C’est d’autant plus vrai que le rendez-vous du mois de juin 2020 s’est déroulé dans des conditions bien moins favorables que celles de juin prochain. Nous avons heureusement progressé collectivement, à la faveur du vaccin, de la connaissance médicale, mais aussi des capacités de protection.
Nous ne pouvions être privés de ce rythme démocratique. La République ne pouvait en être privée. Il est absolument nécessaire et, sur le plan électoral, nous avons besoin, quoi qu’il en coûte – si vous me permettez cette expression –, que les Français se mobilisent de façon importante. Ils l’ont d’ailleurs fait dans le Gard, le week-end dernier, et dans quelques autres départements où, convoqués aux urnes, ils sont allés voter de façon importante.
Gageons que, au mois de juin, cette mobilisation se maintiendra. Parce que le temps nous est désormais compté, elle dépendra de notre capacité à aller vite dans ces mesures de nature majoritairement réglementaire que nous vous avions proposées et que vous avez reprises. Une décision rapide permettra de rassurer les Français et de se mettre en campagne. Nous sommes en effet, aujourd’hui, à deux mois de ces élections.
Vous avez décidé, monsieur le Premier ministre, d’en changer la date, et c’est votre liberté. Les 13 et 20 juin, pour des raisons de mobilisation des uns ou des autres, nous paraissaient plus adaptés pour aller voter. Je ne porte pas de jugement de valeur sur ce décalage d’une semaine. J’espère simplement que cette semaine supplémentaire nous apportera le bénéfice d’une plus grande participation.
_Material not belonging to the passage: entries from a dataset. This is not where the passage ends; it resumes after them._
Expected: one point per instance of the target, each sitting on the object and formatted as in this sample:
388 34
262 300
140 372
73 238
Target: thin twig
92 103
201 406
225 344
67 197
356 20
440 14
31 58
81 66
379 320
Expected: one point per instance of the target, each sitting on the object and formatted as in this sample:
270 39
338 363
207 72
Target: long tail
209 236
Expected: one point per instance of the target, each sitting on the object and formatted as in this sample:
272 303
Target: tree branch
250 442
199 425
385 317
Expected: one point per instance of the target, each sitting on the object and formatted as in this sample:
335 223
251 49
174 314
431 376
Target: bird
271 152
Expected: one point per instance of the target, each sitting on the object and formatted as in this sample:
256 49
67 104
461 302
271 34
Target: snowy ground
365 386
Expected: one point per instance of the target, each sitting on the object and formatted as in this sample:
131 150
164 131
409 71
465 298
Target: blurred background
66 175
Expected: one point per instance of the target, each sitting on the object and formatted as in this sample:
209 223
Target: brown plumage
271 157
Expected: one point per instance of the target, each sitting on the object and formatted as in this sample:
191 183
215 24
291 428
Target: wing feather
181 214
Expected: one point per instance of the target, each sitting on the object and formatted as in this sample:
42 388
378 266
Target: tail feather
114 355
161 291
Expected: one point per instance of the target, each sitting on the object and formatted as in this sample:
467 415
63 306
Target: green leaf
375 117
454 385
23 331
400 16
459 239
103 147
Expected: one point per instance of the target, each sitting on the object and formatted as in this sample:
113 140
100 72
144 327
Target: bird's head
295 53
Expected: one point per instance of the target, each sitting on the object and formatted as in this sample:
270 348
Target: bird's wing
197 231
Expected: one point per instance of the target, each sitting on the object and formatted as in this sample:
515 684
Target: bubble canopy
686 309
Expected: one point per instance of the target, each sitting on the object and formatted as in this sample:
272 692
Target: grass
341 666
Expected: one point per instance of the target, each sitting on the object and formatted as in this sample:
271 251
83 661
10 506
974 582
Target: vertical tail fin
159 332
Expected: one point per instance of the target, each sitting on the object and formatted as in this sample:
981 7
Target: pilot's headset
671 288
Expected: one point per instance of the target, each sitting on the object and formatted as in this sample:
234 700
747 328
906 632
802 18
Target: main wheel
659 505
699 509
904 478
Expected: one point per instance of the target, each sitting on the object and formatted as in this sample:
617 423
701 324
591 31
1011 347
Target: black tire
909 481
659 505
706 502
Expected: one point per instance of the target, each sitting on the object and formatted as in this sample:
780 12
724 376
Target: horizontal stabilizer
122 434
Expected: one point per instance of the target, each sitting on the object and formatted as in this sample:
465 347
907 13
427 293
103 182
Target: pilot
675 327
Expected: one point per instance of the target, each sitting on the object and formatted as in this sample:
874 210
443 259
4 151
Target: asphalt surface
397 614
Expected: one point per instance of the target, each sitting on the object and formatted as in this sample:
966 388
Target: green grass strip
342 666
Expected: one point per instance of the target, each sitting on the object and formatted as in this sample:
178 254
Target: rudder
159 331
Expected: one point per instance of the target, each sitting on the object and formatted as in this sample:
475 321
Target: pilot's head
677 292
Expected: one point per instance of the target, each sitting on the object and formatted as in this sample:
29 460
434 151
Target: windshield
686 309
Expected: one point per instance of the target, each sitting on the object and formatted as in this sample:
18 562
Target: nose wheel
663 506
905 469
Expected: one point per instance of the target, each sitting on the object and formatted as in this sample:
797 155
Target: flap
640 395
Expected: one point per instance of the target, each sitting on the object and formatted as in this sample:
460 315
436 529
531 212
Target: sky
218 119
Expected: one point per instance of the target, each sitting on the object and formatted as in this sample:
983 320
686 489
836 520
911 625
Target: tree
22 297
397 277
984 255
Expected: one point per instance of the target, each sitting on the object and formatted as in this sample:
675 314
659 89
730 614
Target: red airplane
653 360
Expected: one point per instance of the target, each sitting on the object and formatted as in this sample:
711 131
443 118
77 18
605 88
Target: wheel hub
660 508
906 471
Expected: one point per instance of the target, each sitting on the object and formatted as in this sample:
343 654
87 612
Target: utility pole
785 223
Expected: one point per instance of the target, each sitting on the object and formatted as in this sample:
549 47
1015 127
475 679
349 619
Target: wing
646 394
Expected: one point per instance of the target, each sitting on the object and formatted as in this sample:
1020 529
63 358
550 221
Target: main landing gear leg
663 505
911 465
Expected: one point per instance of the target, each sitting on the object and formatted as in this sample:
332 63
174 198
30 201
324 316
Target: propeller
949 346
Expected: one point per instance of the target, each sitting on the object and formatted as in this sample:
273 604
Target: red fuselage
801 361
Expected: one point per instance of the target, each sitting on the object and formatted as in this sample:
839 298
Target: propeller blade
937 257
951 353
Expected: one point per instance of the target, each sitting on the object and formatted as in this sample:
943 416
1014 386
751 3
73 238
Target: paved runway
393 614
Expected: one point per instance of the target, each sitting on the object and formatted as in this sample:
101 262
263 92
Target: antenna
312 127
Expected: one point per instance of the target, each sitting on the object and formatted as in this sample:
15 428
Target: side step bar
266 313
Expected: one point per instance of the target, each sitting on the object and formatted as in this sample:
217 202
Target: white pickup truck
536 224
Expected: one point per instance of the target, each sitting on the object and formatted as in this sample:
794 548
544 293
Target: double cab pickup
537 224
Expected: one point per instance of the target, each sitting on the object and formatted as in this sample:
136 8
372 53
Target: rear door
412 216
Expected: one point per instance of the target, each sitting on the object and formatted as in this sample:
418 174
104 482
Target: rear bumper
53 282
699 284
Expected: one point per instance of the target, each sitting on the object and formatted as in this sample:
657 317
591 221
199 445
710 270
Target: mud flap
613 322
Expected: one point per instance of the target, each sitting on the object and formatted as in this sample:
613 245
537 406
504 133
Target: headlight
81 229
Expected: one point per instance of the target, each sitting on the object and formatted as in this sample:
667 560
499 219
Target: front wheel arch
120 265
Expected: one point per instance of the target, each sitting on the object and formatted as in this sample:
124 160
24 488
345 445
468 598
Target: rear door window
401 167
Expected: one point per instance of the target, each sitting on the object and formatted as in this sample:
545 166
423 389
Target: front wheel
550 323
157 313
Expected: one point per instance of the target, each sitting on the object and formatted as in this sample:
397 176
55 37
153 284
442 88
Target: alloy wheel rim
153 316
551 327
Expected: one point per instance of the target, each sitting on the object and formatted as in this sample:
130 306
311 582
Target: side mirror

Je vous livre deux observations sur les propositions que vous nous avez faites, monsieur le Premier ministre.
D’une part, s’agissant de la mesure de mutualisation des bureaux de vote, qui, en fait, relève du décret du 4 février 2021, donc est à la main des maires, peut-être conviendra-t-il de sensibiliser ces derniers sur ces sujets. Il s’agit de questions importantes, comme celle de la vaccination des membres des bureaux.
D’autre part, la commission des lois du Sénat a proposé que l’État, au travers de son représentant, définisse dans les départements la manière dont ces élections doivent s’organiser et en fixe les conditions sanitaires. Pour permettre la participation à ce rendez-vous électoral, il est nécessaire de rassurer le plus grand nombre d’entre nous.
Monsieur le Premier ministre, mes chers collègues, le débat d’aujourd’hui aura peut-être la vertu, si ce n’est de changer notre conviction en faveur d’un vote au mois de juin, du moins de lever les doutes.
Les conditions que vous nous avez présentées et celles que nous vous proposons en complément, par leur caractère pratique et immédiat, devraient nous permettre, nous l’espérons, de lever tous les doutes. (Applaudissements sur les travées du groupe Les Républicains, ainsi que sur des travées du groupe UC. – M. Patrick Kanner et Mme Cécile Cukierman applaudissent également.)